2012 Best Editing Nominees

Ah, editing.  The trickiest bitch of a category to judge from memory.  I think everyone has a pretty good idea of what makes good editing, but unless you’re actively watching every movie you see to try to determine if it’s among the year’s best edited it’s unlikely that you’re going to remember the most nuanced of cutting months later.  Still, I feel like there are five nominees this year that I can firmly get behind.

  • Argo: This is probably the most “normal” film among this batch of nominees, but it does a number of key things really strongly, and that makes it stand out.  Most notably, the film’s editing does a great job of ratcheting up the tension during the suspense scenes like the recreation of the embassy siege and the final scene in the air port.  Outside of the espionage scenes though, it also does a great job of editing the film’s comedic scenes when Alan Arkin and John Goodman are doing their thing.
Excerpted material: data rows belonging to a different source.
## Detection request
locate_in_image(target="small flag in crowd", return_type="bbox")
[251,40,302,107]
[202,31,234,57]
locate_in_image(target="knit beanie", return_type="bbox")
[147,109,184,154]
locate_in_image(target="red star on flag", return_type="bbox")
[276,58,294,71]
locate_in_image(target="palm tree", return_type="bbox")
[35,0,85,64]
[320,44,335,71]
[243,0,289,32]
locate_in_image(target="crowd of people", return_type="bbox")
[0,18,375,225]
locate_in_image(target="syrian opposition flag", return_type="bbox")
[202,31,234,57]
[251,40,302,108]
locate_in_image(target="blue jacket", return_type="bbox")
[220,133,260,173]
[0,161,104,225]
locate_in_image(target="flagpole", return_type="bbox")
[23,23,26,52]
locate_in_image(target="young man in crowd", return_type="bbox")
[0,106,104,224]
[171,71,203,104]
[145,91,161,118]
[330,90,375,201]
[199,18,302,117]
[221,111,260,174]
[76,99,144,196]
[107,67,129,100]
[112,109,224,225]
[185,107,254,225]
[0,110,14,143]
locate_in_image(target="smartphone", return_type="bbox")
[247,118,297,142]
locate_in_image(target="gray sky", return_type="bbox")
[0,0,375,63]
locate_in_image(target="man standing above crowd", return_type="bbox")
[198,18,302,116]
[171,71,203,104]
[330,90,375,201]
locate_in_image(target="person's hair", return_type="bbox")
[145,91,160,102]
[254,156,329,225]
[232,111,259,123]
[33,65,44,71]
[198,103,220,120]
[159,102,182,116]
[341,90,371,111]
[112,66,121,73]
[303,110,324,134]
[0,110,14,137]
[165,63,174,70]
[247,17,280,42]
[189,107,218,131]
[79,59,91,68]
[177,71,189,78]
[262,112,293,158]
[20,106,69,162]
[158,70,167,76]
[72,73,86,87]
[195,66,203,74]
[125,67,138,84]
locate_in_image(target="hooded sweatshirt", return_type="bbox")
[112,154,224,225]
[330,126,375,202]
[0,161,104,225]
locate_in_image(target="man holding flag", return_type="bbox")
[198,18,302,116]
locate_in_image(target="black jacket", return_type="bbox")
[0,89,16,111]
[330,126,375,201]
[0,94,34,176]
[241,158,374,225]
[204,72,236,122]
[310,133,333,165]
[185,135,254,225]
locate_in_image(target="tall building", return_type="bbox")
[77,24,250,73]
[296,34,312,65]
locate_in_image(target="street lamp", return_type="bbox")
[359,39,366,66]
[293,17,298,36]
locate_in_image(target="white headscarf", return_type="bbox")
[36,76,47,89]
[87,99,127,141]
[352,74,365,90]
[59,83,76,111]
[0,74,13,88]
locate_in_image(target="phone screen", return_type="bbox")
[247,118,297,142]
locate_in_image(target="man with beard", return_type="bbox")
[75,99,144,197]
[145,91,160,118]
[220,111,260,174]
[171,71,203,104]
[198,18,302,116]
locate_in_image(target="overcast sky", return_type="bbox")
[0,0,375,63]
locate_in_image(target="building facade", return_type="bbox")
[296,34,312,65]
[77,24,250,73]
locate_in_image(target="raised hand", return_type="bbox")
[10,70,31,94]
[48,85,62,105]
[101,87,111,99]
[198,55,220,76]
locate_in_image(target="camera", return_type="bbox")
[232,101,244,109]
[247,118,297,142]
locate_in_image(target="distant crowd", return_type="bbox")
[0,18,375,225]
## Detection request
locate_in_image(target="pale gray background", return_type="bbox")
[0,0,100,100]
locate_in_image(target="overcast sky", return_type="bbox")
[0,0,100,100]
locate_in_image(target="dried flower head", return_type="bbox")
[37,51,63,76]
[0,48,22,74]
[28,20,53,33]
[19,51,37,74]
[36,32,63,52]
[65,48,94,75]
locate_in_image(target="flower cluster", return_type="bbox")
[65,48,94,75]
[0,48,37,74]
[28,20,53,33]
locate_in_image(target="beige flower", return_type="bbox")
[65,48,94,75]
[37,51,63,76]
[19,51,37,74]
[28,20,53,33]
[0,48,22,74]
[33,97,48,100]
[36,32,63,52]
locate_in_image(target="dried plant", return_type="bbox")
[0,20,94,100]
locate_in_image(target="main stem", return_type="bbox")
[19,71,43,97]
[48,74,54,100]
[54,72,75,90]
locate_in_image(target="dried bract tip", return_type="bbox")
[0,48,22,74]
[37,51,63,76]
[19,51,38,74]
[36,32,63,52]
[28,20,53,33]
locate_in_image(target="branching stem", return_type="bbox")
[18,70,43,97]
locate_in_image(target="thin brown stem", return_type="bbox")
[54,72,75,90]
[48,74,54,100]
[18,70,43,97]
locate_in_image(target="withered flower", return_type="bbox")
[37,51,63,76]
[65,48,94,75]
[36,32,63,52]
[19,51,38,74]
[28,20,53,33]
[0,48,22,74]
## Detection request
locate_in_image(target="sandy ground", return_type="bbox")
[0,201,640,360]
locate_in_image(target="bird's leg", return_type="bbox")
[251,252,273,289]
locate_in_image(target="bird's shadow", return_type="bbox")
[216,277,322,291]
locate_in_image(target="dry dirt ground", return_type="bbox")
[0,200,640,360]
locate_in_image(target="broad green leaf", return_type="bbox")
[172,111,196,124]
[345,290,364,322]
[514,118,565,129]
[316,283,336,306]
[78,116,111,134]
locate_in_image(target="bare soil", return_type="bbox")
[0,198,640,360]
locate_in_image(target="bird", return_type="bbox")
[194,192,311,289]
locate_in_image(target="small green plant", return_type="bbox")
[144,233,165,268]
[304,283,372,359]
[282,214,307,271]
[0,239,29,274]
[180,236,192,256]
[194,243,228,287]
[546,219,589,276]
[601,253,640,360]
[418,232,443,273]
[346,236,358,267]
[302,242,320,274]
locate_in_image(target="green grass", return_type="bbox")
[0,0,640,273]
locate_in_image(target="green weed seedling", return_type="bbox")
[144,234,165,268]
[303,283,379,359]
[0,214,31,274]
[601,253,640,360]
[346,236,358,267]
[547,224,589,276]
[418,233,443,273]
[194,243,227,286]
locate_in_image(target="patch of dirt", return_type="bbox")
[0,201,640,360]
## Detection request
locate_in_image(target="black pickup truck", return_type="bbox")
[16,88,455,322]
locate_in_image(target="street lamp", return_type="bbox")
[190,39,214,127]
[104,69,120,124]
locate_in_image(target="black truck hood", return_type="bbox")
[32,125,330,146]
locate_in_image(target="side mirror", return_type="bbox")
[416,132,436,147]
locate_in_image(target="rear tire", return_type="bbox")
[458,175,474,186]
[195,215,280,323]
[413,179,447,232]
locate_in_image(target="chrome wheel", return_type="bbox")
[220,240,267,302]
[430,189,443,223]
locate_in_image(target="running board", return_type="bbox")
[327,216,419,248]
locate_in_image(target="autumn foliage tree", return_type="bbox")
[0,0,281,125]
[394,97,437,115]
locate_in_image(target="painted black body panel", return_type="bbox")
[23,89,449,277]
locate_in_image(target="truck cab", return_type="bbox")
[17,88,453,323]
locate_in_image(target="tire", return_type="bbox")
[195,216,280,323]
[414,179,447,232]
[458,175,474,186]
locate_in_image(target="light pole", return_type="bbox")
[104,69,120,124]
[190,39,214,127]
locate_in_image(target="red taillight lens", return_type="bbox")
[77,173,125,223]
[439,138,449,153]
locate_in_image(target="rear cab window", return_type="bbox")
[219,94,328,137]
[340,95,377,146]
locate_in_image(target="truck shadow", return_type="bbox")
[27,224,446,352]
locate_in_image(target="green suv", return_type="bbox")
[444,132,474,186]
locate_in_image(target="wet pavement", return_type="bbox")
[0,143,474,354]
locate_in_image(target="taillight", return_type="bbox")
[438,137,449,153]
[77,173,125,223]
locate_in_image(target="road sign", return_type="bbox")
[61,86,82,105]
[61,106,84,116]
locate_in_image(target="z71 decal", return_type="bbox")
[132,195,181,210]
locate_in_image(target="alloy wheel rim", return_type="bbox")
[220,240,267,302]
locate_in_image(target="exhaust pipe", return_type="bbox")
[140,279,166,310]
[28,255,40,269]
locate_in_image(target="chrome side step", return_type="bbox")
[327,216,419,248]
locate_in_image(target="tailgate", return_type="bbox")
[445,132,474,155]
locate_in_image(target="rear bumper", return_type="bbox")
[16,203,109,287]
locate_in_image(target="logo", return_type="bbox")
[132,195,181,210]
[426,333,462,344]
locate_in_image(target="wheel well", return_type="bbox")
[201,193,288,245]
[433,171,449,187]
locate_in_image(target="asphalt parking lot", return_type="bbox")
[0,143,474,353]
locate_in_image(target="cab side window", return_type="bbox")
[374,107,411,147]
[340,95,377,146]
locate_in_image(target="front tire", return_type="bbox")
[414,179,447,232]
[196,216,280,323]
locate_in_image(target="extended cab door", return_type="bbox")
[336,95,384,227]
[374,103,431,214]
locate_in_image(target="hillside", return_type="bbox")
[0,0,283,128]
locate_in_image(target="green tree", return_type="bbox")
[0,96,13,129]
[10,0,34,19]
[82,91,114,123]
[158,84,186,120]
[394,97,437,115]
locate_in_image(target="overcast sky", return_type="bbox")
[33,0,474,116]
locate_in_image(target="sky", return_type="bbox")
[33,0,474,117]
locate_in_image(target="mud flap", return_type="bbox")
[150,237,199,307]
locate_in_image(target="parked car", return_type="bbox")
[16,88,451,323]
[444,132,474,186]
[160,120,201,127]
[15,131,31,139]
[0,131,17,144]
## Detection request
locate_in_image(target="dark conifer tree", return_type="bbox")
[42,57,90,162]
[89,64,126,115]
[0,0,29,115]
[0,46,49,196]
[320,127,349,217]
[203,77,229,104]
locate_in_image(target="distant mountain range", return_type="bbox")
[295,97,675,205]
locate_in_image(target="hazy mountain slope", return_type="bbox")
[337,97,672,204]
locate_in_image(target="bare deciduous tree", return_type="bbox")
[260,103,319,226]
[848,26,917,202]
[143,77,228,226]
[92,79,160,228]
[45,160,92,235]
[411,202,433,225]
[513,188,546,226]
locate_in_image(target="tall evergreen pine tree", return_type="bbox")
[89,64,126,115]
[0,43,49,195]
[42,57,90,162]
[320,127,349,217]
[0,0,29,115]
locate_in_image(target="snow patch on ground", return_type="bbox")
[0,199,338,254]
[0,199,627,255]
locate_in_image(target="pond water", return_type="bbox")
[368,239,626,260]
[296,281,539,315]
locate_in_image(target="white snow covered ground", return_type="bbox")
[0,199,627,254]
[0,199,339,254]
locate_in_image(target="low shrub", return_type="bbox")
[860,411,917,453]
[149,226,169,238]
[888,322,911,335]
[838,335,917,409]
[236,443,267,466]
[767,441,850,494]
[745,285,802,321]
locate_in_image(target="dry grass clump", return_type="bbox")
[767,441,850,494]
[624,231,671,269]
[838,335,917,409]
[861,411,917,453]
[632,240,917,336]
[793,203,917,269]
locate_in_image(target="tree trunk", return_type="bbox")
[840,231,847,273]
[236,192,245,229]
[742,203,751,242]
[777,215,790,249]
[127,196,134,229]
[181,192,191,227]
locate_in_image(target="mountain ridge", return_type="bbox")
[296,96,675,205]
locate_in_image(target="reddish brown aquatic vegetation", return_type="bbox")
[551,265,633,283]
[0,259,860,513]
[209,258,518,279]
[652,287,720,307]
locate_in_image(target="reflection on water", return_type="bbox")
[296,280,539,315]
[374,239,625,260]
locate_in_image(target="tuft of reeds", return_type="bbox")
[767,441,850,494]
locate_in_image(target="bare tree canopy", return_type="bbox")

  • Cloud Atlas: Six separate stories.  They had to cut six separate stories into a single film in order to make this film, and while some of the cross-cutting between the different narratives was likely present in the script long before the film went to post-production, they still needed to work out the fine details and make each cut both very logical and also visually congruous.  That scene where the film cuts between Doona Bae crossing the future bridge with David Gyasi crossing the ship’s mast alone should have made this film worthy of consideration.
  • The Grey: Most action movies these days move at a breakneck pace and believe that this is necessary in order to keep the audience engaged.  The Grey takes something of an opposite approach and tries build a slower, almost lyrical pace in order to give the audience the same melancholy desperation that the characters are dealing with.  That’s not to say that the cutting doesn’t also have you pumped up whenever the characters are dealing with killer wolves.
  • The Master: It was said that the editing in There Will Be Blood “re-defined the language of cinema.”  The editing in The Master doesn’t necessarily re-re-define the language of cinema but it does effectively build upon many of the great things that Anderson was able to do with that movie.  Much of the appeal in The Master is in the way that it keeps the audience guessing and the surprise edits play a big part in how the film is able to place the viewer in Freddie Quell’s head.
  • Once Upon a Time in Anatolia: Usually “good editing” means speeding a film up and making its set-pieces comprehendible.  However, sometimes the effect that’s desired by a film’s editing will do the opposite, it will slow things down and create a mood.  That’s what’s happening in this Turkish art film.  The goal is to allow shots to linger on certain thing for just the right amount of time to allow the audience to think about what they’re seeing, and the effect is kind of hypnotic.